Which I usually do, by the way.

She eventually, I say eventually – but the clock was ticking, brought me to a nurse midwife practice at Texas Health Hospital in Fort Worth.  From the first appointment, we were in love with the practice.  It’s a practice of certified nurse midwives.  Not just midwives.  Nurse midwives.  Nurses that have gone on to get another masters degree … In midwifery.

Or, really, bad-assery.

It checked all of my boxes.  Felt safe.  They listened.  They set us up with a class with other expectant parents due about the same time as us.  A place where we could ask all of the questions we needed to ask in the weeks leading up to the birth of our baby.

But, actually, the biggest thing of all, aside from all of my concerns, was that my wife could bring our son into the world the way she felt called to do.  Under her own power.  Under her own control, as much as possible.  Safe, yes, but as she was made by God to do it.

It’s weird to say that it’s a ‘different’ way to bring a child in the world.  Midwives have been introducing babies to the world since … ever.  And … this isn’t a slight on modern medicine, or OBGYNs.  Doctors ARE wonderful.  Doctors ARE available to us any time we need them.  And if we need them, we LOVE them.

But … my wife found a freedom from our midwives that she didn’t feel before.

Through them we also found community.  Other people making different choices for their children, people that don’t look like crunchy-granola-hippies.  Although, there were some of those.  A class of people that weren’t afraid to ask the questions that we were afraid to ask.

When it came time to have our baby, a midwife named Candis shepherded us through the process.
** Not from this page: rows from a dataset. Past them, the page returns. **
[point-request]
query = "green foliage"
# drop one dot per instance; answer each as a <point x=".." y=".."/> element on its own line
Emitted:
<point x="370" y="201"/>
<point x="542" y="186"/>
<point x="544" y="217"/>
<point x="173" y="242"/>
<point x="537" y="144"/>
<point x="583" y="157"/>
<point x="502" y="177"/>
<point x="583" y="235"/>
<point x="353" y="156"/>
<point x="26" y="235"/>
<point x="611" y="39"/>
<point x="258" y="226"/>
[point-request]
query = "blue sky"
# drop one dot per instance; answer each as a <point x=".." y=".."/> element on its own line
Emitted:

“Dad, put your hands here.”
“Mom, push, now.”
“Take your breaths … Move here … Sit there … There’s his head … Every pain gets you closer to meeting your baby.”

My wife was able to bring our son into the world under her own power.  I can’t minimize the strain, the pain, the work my wife did to bring him into the world.  There were no interventions – but our midwife would have called on them if they’d been necessary.  It’s was unreal as a husband.  As a born fixer, I couldn’t fix this.  I could only support her as she needed.  I didn’t take my eyes off of the whole process.
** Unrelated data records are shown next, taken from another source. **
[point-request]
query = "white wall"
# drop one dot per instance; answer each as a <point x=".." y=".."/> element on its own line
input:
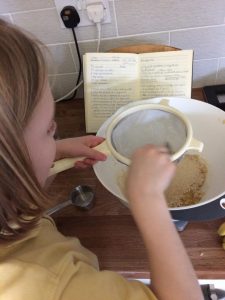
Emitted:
<point x="192" y="24"/>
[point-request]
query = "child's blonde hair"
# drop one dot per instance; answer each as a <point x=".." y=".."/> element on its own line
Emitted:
<point x="23" y="75"/>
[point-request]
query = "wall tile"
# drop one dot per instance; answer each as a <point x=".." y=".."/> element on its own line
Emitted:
<point x="204" y="72"/>
<point x="21" y="5"/>
<point x="46" y="26"/>
<point x="221" y="72"/>
<point x="6" y="17"/>
<point x="145" y="16"/>
<point x="207" y="42"/>
<point x="62" y="84"/>
<point x="60" y="60"/>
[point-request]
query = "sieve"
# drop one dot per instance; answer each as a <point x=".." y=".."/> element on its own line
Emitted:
<point x="140" y="123"/>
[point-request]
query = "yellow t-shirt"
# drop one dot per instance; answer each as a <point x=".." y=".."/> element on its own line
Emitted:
<point x="48" y="266"/>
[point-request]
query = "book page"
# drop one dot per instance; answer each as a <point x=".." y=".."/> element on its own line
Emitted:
<point x="109" y="82"/>
<point x="166" y="74"/>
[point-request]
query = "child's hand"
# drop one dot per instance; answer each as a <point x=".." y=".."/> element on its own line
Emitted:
<point x="80" y="146"/>
<point x="150" y="173"/>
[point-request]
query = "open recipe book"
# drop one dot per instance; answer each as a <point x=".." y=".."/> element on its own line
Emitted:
<point x="112" y="80"/>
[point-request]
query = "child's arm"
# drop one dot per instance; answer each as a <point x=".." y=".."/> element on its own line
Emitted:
<point x="172" y="275"/>
<point x="80" y="146"/>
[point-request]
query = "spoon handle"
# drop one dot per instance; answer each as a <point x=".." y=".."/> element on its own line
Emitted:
<point x="68" y="163"/>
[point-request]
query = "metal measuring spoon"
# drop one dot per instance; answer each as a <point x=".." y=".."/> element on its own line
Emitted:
<point x="81" y="196"/>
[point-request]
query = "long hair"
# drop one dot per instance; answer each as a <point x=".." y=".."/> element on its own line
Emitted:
<point x="23" y="74"/>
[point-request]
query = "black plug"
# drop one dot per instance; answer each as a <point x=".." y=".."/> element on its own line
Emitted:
<point x="70" y="16"/>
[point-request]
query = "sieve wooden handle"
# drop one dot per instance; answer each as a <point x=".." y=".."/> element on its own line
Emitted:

I saw some things I’ll never unsee … But beautiful for the result.

And, now, we’re back with them.  Not five years later, pregnant, we found ourselves back with our midwife family.  These ladies that enable women to be superheroes.  We’re 31-weeks pregnant as I publish this and I find myself marveling at this different, ancient, kind of care that we’re receiving.
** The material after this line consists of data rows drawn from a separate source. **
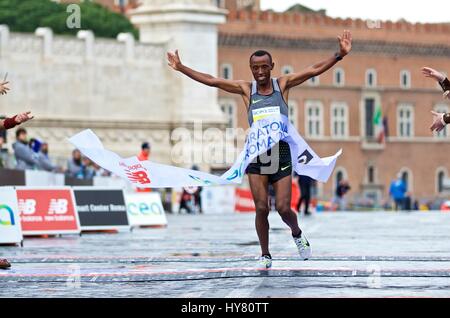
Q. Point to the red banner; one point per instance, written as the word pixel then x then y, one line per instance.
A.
pixel 47 211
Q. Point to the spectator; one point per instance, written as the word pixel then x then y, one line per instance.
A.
pixel 87 169
pixel 26 158
pixel 197 194
pixel 341 190
pixel 99 171
pixel 45 163
pixel 407 203
pixel 304 183
pixel 74 165
pixel 397 191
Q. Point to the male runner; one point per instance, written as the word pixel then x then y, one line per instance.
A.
pixel 269 95
pixel 8 123
pixel 440 120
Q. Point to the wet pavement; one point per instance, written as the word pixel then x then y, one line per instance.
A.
pixel 355 254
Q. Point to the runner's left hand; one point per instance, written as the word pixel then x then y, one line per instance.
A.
pixel 23 117
pixel 345 43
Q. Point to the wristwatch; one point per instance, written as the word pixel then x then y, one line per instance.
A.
pixel 445 119
pixel 445 84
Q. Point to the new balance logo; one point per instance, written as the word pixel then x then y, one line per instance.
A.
pixel 27 206
pixel 58 206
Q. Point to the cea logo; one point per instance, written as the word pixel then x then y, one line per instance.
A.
pixel 9 212
pixel 144 209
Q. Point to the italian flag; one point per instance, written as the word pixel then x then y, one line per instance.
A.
pixel 378 124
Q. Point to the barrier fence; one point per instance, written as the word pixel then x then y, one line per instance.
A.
pixel 34 210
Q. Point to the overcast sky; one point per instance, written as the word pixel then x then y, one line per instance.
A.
pixel 413 11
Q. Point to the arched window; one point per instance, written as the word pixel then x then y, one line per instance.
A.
pixel 407 178
pixel 370 174
pixel 444 133
pixel 371 78
pixel 405 120
pixel 339 120
pixel 314 119
pixel 339 175
pixel 405 79
pixel 339 77
pixel 441 175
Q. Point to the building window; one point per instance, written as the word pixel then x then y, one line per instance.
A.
pixel 220 3
pixel 293 113
pixel 371 78
pixel 339 77
pixel 371 175
pixel 287 69
pixel 440 180
pixel 407 178
pixel 340 174
pixel 441 108
pixel 405 79
pixel 314 81
pixel 339 120
pixel 226 71
pixel 405 121
pixel 314 119
pixel 369 111
pixel 229 110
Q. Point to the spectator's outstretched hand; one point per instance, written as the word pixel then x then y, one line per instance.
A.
pixel 23 117
pixel 437 122
pixel 173 60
It’s relational.  It’s personal.  It’s life-giving.

We’re with an extended family of people that love our questions, hear our stories, and encourage us on our path to expand our family.

As a pastor in a church of young people, who’ve often felt that the church doesn’t love their questions, hear their stories, or encourage them to expand their faith, I couldn’t be more encouraged by the care our midwives have shown to us.

My wife also managed to walk 54 of 60 miles in three days, 30 weeks pregnant.

We can learn so much from how midwives help mothers bring new lives into the world.